Sonunda geçtiğimiz yıl tam da şiddetle çaba günü olan 25 Kasım’da 2023/16 sayılı genelge ile yürürlükten kaldırılmıştır. Şiddetle gerçek gayretin nasıl yapılacağını somutlayan 2006 genelgesinin altında da, bu genelgeyi tarihe gömen ve yerine iki sayfalık bir kelam yığını geçiren 2023 genelgesinin altında da Recep Tayyip Erdoğan’ın imzası vardır. Aslında iktidar, geçtiğimiz yılın şiddetle gayret gününde, şiddetle çabadan vazgeçtiğini ilan etmiştir. Bu nedenle kelamlarının inandırıcılığı, kurdukları kurulların güvenilirliği kalmamıştır.
İktidar çocukları kendi bünyesinde ve kontrolündeki sıhhat merkezleri yurtlar üzere kurumlarda bile koru(ya)mazken, daha çok doğurmaya teşvik edilen bayanlar bugün kutsanan ailelerin çatısı altında çocuklarıyla birlikte katledilirken ne işe yarayacağı belgisiz raporlar üretecek kurullar kurmak en optimist tabir ile vakit kaybıdır.
Kadına karşı şiddet, hayatın her alanında eşitliği sağlayarak önlenebilir
Siyasal iktidara “Yasalara dokunma uygula”, “Cezasızlık siyasetleri ile failleri cesaretlendirme” derken, muhalefete ve toplumun tüm kısımlarına, bayana yönelik şiddetle gayretin topyekûn bir çaba olduğunu bir kere daha hatırlatıyoruz.

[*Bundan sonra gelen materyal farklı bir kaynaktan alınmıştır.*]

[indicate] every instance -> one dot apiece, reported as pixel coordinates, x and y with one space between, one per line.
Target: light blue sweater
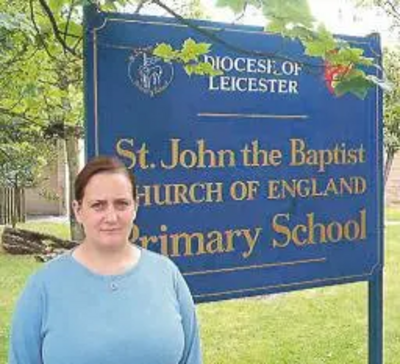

Yaşam hakkı en temel haktır. Yerine getirilmeyen her sorumluluk bayan ve çocukların canından olmasına, hayatta kalanların endişe içinde yaşamasına sebep olmaktadır. Kim vazifesini yapmıyor, üstelik eşitsizlik ve şiddet iklimini besliyorsa bayanların aklındaki ve tarihteki yerleri aşikardır.
Bu ülkenin bayanları laik, demokratik bir ülkede, barış içinde, eşit özgür ve şiddetsiz bir hayat kurma çabasından asla vazgeçmeyecektir.”
“Doğal besine ulaşmanın bir yolu var!”